Monday, November 08, 2004

The Muse in Dylan's Chronicles

Now that the political shitstorm has gone out to sea leaving us with a foot of fear and loathing, it’s time to throw another log on the fire and ask why write poetry. Answers come pre-packaged these days.

Then there’s the art of language by itself, some masturbatory purgatory that plays with the balls of language but never gets off a lick of connotation. Or, on the other hand, there’ s the kiss of ritual that never sucks more than it needs to.

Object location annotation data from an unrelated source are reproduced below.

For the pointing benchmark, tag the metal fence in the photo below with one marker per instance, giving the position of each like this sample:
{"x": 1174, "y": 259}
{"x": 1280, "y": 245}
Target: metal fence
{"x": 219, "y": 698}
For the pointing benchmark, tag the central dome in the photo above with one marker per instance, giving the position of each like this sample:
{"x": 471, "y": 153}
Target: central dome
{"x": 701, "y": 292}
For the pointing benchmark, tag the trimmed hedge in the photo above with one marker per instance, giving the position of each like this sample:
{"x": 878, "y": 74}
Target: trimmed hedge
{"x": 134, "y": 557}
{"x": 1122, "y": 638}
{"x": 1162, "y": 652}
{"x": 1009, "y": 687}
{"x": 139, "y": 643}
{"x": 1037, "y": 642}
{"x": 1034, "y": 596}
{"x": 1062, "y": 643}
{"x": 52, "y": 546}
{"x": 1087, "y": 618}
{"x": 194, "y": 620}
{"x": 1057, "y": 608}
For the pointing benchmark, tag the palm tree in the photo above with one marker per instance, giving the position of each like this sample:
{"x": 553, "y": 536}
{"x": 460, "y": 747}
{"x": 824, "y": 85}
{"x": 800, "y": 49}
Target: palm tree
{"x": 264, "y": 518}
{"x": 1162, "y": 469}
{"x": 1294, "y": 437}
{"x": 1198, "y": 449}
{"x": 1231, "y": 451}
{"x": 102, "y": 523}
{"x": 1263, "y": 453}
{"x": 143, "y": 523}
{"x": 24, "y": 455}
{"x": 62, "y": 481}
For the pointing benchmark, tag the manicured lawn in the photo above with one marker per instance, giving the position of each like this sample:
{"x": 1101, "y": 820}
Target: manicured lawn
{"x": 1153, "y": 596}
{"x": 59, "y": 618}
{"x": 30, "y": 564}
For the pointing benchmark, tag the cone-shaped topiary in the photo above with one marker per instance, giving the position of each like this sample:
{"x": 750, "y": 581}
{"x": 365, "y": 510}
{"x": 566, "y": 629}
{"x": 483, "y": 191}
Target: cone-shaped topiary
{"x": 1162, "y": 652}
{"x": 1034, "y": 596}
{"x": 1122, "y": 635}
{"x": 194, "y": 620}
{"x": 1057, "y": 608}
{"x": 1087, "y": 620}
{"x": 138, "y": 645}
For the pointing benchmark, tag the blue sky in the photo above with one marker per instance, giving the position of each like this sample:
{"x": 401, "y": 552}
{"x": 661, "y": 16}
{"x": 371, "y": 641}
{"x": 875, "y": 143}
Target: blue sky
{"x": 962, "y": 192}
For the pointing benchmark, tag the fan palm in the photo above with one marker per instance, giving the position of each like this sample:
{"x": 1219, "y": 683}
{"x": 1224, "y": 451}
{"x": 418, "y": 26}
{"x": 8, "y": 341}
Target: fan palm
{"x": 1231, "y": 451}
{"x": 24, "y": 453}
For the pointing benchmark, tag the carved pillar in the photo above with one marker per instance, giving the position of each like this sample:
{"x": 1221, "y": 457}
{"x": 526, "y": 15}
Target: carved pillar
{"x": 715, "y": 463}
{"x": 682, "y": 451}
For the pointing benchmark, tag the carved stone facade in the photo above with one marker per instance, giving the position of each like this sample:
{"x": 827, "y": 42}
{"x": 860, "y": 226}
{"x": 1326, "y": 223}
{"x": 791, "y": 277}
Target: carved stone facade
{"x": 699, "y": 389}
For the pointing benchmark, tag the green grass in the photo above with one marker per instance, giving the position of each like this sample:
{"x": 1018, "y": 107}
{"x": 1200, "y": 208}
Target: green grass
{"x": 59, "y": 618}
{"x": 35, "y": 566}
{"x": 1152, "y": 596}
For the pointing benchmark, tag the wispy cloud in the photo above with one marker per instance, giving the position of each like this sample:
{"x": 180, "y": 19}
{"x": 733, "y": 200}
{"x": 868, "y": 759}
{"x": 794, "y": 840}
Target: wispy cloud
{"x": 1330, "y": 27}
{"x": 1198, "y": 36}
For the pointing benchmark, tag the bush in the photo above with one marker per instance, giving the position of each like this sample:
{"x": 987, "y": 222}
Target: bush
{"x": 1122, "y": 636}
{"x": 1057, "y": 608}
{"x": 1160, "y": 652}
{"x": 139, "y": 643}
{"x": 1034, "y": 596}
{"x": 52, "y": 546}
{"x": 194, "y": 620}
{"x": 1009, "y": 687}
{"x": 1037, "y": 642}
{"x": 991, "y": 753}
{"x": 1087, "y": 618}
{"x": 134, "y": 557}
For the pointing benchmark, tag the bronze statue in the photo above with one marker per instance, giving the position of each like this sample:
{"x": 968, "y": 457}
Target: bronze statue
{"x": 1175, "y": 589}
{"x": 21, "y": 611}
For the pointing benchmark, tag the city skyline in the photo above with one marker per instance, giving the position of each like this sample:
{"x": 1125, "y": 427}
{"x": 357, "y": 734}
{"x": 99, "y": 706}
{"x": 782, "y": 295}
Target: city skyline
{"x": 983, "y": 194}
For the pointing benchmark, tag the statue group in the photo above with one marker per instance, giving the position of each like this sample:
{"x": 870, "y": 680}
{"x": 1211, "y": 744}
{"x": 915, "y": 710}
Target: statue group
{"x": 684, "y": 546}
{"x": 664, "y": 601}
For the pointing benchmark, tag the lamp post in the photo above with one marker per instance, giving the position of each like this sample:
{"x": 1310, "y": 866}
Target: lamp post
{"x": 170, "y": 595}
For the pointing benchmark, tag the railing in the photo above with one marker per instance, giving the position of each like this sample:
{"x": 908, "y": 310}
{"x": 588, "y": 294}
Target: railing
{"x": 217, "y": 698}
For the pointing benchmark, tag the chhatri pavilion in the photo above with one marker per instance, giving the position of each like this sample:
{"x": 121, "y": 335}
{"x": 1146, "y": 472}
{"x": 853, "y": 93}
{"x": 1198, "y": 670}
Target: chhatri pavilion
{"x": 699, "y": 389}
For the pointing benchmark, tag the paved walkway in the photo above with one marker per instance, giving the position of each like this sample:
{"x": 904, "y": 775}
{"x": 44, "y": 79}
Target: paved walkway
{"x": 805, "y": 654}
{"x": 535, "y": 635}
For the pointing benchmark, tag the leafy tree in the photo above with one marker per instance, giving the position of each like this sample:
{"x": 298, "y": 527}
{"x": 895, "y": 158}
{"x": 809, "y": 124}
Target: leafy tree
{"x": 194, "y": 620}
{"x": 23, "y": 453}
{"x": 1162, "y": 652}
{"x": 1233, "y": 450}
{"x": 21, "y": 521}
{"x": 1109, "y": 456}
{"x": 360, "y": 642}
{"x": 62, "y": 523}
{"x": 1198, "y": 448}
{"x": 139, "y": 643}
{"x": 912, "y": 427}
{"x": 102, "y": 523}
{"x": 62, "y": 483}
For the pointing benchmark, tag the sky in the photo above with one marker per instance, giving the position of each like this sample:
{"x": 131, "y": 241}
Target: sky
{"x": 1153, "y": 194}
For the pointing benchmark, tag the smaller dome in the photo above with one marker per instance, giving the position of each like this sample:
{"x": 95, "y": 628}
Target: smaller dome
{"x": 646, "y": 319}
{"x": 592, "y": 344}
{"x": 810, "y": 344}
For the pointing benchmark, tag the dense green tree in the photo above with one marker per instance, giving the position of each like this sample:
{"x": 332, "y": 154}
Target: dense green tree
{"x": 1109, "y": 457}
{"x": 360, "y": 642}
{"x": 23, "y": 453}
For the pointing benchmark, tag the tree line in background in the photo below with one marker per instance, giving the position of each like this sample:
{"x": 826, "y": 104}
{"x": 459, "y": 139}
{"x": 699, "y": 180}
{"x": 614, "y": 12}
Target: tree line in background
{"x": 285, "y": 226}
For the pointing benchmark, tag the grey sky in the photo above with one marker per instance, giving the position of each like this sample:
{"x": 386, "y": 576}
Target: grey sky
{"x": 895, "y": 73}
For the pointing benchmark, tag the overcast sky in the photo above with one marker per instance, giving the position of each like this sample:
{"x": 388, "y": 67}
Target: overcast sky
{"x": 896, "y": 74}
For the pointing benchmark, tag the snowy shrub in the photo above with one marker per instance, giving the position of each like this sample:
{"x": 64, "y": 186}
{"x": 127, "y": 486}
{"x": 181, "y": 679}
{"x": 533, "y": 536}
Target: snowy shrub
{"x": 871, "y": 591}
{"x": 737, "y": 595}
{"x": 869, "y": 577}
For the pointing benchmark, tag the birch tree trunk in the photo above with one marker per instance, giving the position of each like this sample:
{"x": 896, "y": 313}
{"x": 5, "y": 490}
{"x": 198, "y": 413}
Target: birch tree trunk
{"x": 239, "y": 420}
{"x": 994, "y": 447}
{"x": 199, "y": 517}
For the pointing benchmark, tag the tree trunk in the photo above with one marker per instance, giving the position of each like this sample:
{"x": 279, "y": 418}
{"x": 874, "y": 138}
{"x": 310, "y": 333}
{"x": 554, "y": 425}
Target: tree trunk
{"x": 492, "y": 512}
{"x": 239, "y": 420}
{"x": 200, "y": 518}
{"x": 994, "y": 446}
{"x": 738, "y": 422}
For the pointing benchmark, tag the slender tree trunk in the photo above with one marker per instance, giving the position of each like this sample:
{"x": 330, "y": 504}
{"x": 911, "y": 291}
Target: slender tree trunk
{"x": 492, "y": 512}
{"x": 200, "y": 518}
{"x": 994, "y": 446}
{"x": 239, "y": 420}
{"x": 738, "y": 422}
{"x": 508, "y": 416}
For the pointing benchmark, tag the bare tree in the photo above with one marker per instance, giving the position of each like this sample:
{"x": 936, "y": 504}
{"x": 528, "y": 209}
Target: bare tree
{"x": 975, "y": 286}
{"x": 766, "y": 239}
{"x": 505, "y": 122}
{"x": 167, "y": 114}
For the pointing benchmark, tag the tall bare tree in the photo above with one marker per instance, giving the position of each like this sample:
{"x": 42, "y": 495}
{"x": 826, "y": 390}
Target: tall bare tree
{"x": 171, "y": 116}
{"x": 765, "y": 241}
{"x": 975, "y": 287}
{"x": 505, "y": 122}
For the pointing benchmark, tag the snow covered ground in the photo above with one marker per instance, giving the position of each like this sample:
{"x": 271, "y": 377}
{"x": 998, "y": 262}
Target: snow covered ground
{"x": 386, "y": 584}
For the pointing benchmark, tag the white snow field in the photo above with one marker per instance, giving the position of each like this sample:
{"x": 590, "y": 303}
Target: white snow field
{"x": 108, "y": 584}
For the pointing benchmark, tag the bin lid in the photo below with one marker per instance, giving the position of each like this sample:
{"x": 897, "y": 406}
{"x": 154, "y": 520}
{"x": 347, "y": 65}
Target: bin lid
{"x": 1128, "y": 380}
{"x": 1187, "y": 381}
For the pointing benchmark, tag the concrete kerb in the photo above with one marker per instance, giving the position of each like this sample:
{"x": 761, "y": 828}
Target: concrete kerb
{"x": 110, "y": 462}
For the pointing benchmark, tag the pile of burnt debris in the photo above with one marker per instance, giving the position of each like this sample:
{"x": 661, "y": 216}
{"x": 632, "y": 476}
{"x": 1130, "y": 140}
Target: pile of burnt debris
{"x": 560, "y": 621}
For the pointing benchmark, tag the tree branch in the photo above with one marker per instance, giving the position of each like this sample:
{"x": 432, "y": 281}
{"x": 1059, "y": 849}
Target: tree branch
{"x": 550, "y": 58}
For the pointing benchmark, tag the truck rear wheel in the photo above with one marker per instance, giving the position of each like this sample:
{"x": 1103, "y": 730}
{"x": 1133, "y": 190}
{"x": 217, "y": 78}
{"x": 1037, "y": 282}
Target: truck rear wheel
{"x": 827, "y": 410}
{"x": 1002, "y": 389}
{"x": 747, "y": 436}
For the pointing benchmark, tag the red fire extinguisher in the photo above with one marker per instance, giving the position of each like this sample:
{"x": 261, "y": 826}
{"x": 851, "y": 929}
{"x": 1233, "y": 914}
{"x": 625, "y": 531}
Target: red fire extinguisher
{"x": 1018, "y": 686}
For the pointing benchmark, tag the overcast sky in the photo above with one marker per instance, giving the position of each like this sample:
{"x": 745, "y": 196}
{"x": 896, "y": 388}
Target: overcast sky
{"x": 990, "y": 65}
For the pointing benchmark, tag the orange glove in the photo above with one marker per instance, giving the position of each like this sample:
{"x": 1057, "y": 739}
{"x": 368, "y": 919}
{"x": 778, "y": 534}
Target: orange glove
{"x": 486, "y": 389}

Bob Dylan thinks differently:
I can’t say when it occurred to me to write my own songs. I couldn’t have come up with anything comparable or halfway close to the folk lyrics I was singing to define the way I felt about the world. I guess it happens to you by degrees. You just don’t wake up one day and decide that you need to write songs, especially if you’re a singer who has plenty of them and you’re learning more every day. Opportunities may come along for you to convert something—something that exists into something that didn’t yet. That might be the beginning of it. Sometimes you just want to do things your way, want to see for yourself what lies beyond the misty curtain. It’s not like you see songs approaching and invite them in. It’s not that easy. You want to write songs that are bigger than life. You want to say something about strange things that have happened to you, strange things that you have seen. You have to know and understand something and then go past the vernacular. The chilling precision that these oldtimers used in coming up with their songs was no small thing. Sometimes you could hear a song and your mind jumps ahead. You see similar patterns in the ways that you were thinking about things. I never looked at songs as either “good” or “bad,” only different kinds of good ones.
That’s from page fifty-one of his “Chronicles,” which is more my friends than a mere autobiography but something very biblical as its title may suggest. But gossip rules these days and wisdom is just another name for marketing. Don’t buy the hype on this one though. Read between the lines.